This repository is mainly a collection of python-scripts that simplify some of the workflows when using flair:
- Preprocessing, formatting and analyzing text datasets
- Training embeddings / language models (from scratch)
- Performing Named-Entity-Recognition and Intent-Detection
- Evaluating trained models
Say you have a raw text corpus and a NER dataset from the same domain. You want to train your own flair language model in order to use it for training a NER model for your domain. Steps in that workflow include:
- Preprocess, format and analyze your corpus/datasets
- Train a custom language model (LM)
- Train an NER model (with your previously trained LM, maybe even in combination with other LMs/embeddings)
- Evaluate the performance of yout final model
The following examples assume that you are familiar with flair base classes, data types, etc. You can get started with flair tutorials here. Most parts of this workflow (with output) are illustrated as jupyter notebooks.
e.g. clean, replace umlaute, remove accents and puntuaction tokens
$ cd scripts/language_modeling
$ python preprocess_corpus.py -cuap /path/to/corpus/ /path/to/corpus_proc/
E.g. create a corpus folder from a plain text file using 97% as training-, 1% as validation and 2% as test set.
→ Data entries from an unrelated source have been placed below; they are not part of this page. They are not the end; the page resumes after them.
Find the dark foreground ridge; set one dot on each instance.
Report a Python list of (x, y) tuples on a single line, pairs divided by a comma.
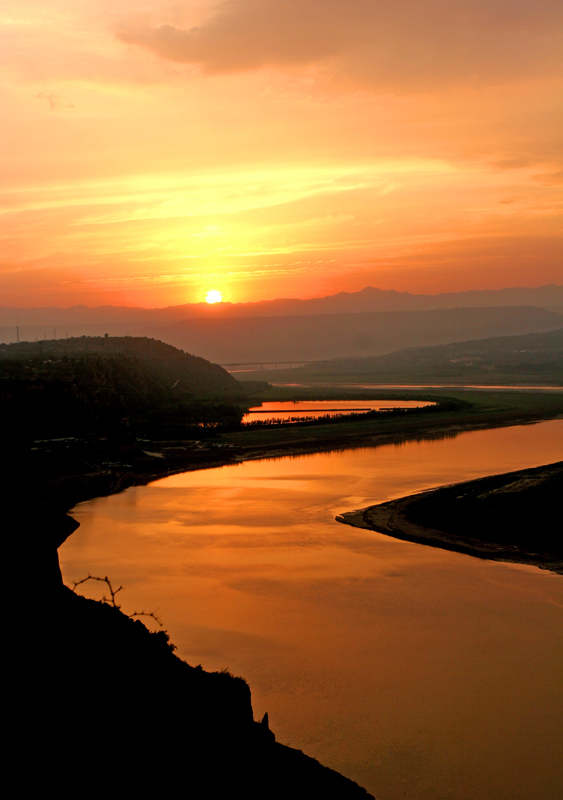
[(100, 705), (510, 517)]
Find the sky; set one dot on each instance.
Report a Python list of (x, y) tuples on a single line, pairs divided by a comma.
[(152, 152)]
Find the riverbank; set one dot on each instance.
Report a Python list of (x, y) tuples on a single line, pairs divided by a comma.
[(510, 517), (81, 675), (70, 472)]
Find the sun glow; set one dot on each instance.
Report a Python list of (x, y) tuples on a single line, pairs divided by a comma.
[(213, 296)]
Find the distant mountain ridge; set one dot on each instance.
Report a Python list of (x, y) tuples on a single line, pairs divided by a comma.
[(119, 320), (530, 359), (100, 385)]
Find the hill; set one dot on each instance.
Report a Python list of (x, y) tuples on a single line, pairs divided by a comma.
[(120, 320), (319, 337), (100, 385), (532, 359), (509, 517)]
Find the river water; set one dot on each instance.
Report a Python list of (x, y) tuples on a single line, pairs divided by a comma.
[(419, 673), (317, 408)]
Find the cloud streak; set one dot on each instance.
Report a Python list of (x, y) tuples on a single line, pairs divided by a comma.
[(404, 46)]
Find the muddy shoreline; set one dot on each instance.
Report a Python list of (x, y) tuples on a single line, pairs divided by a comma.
[(489, 496)]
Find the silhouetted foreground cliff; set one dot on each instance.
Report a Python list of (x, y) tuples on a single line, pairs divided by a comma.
[(100, 705)]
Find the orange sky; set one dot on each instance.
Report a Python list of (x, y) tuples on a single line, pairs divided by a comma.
[(273, 148)]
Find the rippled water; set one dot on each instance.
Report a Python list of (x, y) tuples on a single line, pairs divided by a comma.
[(420, 673)]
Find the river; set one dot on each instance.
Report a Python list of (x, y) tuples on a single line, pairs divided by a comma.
[(420, 673)]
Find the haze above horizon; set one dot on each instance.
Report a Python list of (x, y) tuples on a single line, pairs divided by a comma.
[(262, 151)]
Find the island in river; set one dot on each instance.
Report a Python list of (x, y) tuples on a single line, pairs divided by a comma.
[(510, 517), (98, 701)]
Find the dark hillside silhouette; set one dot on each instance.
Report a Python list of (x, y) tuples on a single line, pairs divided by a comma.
[(102, 385)]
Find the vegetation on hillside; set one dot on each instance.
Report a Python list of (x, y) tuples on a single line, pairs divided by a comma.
[(109, 386)]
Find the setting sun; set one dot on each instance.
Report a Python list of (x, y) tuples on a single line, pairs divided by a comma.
[(214, 297)]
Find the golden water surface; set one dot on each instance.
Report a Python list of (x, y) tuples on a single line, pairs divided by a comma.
[(419, 673)]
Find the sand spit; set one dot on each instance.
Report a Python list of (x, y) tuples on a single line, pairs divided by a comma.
[(509, 517)]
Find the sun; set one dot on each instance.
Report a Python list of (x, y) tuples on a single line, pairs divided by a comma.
[(214, 296)]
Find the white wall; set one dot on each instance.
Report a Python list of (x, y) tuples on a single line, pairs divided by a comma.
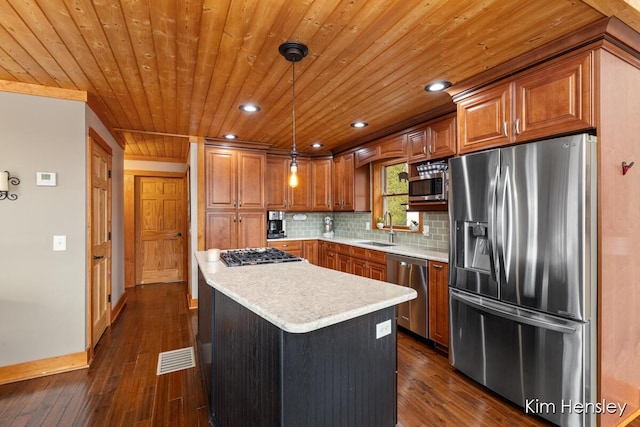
[(193, 174), (42, 292)]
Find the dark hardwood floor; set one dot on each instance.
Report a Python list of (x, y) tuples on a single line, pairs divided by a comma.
[(121, 387)]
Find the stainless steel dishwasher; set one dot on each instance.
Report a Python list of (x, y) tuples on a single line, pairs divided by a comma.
[(413, 273)]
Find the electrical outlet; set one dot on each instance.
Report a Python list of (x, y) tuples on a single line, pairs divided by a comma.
[(383, 329), (59, 243)]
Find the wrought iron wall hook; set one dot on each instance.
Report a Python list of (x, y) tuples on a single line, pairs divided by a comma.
[(4, 186)]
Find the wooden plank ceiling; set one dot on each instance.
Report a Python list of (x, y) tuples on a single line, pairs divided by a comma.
[(161, 71)]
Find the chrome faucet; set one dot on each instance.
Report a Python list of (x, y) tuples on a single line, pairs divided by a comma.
[(391, 232)]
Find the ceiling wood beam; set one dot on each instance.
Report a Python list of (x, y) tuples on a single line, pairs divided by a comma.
[(628, 11)]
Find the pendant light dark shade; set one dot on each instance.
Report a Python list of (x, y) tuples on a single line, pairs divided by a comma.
[(293, 52)]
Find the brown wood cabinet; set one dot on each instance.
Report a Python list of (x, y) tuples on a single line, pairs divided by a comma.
[(385, 148), (436, 140), (353, 259), (439, 302), (551, 99), (350, 185), (280, 196), (235, 204), (235, 229), (321, 178), (234, 179)]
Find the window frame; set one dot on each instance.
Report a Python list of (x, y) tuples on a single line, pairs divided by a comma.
[(377, 202)]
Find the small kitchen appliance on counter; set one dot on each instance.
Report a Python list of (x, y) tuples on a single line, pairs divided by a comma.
[(276, 225), (328, 228)]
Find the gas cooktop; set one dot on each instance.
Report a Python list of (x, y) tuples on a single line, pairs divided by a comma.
[(253, 256)]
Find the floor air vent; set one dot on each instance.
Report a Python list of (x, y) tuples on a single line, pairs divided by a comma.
[(176, 360)]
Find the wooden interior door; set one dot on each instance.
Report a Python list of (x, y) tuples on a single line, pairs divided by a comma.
[(100, 220), (160, 224)]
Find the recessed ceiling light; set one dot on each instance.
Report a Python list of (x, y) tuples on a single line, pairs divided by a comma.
[(359, 124), (437, 86), (249, 108)]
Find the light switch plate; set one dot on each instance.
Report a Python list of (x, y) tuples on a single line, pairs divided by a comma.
[(46, 179), (383, 329), (59, 243)]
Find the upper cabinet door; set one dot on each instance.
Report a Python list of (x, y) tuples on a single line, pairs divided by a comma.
[(322, 173), (484, 118), (550, 100), (555, 100), (417, 145), (251, 173), (220, 173), (441, 141)]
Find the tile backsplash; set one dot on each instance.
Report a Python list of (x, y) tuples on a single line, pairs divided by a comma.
[(353, 225)]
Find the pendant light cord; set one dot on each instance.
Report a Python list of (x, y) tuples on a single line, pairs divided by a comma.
[(293, 104)]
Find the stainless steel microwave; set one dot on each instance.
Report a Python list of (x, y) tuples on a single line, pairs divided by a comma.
[(429, 187)]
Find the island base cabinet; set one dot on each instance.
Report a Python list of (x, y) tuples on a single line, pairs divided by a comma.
[(262, 375)]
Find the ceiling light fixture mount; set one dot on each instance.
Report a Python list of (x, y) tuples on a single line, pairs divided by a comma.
[(293, 52), (438, 86), (249, 108)]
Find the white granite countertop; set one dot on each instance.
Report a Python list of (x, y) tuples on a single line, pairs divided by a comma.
[(397, 248), (299, 297)]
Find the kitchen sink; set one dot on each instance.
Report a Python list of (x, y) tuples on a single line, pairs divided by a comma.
[(376, 243)]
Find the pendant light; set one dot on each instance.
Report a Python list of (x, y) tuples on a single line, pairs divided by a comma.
[(293, 52)]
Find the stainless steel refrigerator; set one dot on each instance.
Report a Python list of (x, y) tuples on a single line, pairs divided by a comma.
[(522, 281)]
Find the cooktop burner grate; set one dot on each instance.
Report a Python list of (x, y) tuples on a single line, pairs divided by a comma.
[(240, 257)]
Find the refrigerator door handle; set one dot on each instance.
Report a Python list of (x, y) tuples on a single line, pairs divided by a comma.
[(493, 253), (504, 221), (519, 318)]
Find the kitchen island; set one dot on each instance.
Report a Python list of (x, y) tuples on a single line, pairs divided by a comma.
[(293, 344)]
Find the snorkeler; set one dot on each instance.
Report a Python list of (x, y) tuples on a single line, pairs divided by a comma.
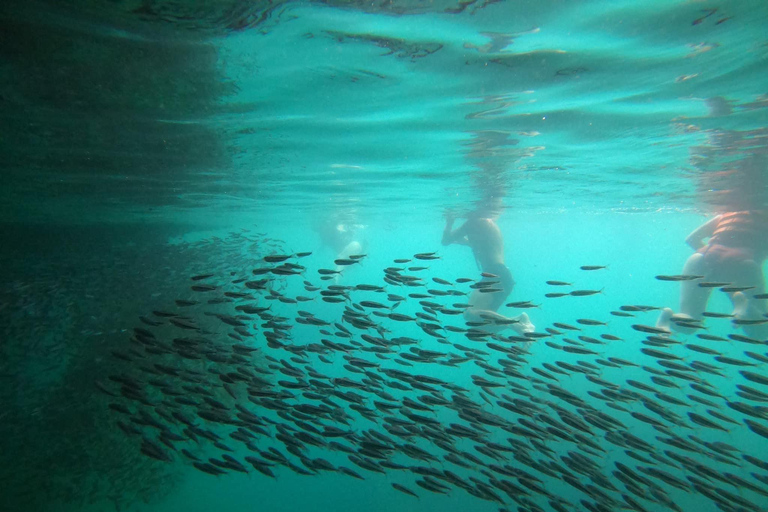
[(734, 254), (483, 236), (341, 238)]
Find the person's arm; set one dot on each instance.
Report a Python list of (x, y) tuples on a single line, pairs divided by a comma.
[(706, 230), (454, 237)]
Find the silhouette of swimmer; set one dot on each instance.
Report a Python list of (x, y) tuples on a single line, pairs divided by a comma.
[(342, 239), (483, 236), (734, 254)]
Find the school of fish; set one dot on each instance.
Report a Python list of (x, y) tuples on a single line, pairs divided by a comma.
[(240, 375)]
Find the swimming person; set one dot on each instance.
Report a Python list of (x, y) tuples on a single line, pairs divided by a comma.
[(483, 236), (734, 254), (342, 238)]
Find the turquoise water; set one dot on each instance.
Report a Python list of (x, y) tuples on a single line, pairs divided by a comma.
[(148, 143)]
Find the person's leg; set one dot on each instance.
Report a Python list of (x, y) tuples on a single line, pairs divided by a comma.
[(745, 306), (351, 248), (483, 306), (693, 298)]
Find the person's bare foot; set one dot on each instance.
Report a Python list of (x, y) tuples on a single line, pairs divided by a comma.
[(665, 319), (740, 305), (523, 324)]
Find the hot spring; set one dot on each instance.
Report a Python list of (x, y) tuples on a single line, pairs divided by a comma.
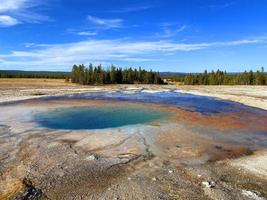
[(99, 117)]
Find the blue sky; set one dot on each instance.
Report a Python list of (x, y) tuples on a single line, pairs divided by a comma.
[(163, 35)]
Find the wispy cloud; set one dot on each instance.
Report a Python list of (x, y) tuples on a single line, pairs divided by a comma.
[(134, 8), (62, 56), (105, 23), (170, 30), (87, 33), (6, 20), (14, 12)]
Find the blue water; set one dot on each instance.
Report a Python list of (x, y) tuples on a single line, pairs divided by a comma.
[(78, 118), (201, 104)]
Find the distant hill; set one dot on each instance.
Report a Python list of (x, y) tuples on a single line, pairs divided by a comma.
[(172, 74), (32, 74)]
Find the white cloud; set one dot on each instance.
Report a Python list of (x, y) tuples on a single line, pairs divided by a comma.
[(21, 11), (170, 31), (87, 33), (105, 23), (62, 56), (7, 21), (134, 8)]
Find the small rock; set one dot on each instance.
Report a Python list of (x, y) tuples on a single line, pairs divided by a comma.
[(252, 194), (91, 157)]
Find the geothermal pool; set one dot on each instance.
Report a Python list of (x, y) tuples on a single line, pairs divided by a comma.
[(74, 142), (99, 117)]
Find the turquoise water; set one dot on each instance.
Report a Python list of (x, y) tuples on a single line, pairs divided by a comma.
[(78, 118)]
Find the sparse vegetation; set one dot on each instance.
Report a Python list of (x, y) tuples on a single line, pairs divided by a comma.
[(224, 78), (97, 75)]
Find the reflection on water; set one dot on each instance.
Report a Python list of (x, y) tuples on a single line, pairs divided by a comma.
[(76, 118), (202, 104)]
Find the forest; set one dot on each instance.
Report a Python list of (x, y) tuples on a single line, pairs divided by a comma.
[(32, 74), (96, 75), (224, 78)]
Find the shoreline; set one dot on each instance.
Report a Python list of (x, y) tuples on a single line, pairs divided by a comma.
[(253, 96)]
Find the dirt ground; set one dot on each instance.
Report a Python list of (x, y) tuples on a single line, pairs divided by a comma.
[(176, 159), (19, 89)]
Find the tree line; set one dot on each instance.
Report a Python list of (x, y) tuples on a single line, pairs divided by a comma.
[(32, 74), (224, 78), (93, 75)]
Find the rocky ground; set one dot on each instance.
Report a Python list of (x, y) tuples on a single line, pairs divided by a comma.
[(154, 161)]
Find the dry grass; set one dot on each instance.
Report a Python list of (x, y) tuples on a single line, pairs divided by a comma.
[(24, 82)]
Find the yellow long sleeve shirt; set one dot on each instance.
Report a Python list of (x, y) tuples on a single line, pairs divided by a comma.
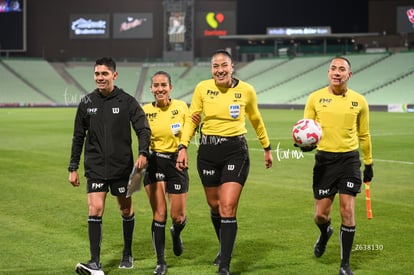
[(166, 125), (224, 111), (344, 121)]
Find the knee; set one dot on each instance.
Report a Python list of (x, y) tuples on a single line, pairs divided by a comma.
[(320, 218), (347, 215), (178, 219), (228, 210)]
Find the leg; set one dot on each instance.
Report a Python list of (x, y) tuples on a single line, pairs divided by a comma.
[(347, 207), (96, 204), (128, 224), (213, 202), (156, 196), (322, 219), (179, 220), (229, 198)]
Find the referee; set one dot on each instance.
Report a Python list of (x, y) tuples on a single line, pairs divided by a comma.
[(344, 117), (223, 157), (166, 117)]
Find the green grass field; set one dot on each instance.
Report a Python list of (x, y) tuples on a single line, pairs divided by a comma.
[(43, 219)]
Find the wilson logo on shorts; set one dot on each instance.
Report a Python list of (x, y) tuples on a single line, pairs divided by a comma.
[(208, 172), (96, 185), (234, 110), (323, 191), (160, 176)]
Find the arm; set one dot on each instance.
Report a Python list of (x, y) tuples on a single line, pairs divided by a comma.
[(365, 142), (142, 129), (78, 139), (255, 118)]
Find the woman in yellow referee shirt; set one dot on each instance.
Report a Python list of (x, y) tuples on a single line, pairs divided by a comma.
[(223, 160)]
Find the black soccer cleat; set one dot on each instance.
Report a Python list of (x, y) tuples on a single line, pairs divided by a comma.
[(177, 243), (127, 262), (223, 271), (320, 244), (345, 270), (90, 268), (217, 260)]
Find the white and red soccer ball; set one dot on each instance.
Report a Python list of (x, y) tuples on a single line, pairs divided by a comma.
[(306, 133)]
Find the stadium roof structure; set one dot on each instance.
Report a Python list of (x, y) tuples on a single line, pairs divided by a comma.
[(280, 37)]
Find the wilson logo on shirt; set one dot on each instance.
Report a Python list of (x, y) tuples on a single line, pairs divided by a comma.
[(234, 110), (151, 116), (212, 94), (92, 111)]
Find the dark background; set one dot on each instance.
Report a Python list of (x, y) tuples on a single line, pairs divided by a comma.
[(343, 16), (48, 30)]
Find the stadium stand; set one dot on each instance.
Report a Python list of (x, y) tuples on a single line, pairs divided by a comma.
[(16, 92), (383, 78), (44, 79)]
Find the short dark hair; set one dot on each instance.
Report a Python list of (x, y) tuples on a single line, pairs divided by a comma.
[(223, 51), (345, 59), (107, 61), (162, 73)]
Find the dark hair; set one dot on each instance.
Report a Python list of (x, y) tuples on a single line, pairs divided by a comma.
[(345, 59), (223, 51), (162, 73), (106, 61)]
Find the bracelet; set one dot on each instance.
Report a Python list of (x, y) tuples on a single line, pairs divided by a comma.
[(181, 146)]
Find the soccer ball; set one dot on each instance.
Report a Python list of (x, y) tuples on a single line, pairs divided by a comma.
[(306, 133)]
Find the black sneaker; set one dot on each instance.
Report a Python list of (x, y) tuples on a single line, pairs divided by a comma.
[(223, 271), (177, 243), (90, 268), (217, 260), (320, 244), (345, 270), (161, 269), (127, 262)]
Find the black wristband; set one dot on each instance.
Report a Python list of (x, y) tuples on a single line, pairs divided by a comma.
[(181, 146)]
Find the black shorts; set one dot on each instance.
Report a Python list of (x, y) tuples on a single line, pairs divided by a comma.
[(118, 187), (161, 167), (336, 172), (222, 159)]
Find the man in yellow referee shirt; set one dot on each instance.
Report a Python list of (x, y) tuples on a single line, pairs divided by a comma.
[(344, 117)]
Split training set into 20 parts
$ cd scripts/language_modeling
$ python make_corpus_folder.py /path/to/corpus/ /path/to/corpus/folder/ -p 97-1-2 -s 20
E.g. create a column corpus folder (NER) from a column file using 70% as training-, 20% as validation and 10% as test set. Shuffle lines
$ cd scripts/named_entity_recognition
$ python make_nercorpus_folder.py /path/to/ner_dataset /path/to/destination/ -p 70-20-10 --shuffle
Analyze text corpus: lines, tokens, etc.; most common tokens; wordcloud
from modules.corpus_analysis import TextAnalysis
ta = TextAnalysis(path/to/corpus)
print(ta.obtain_statistics())
print(ta.most_common_tokens(nr_tokens=15, stop_words=['the', 'is',...]))
ta.wordcloud(stop_words=[], savefig_file=None, figsize = ((15,15)))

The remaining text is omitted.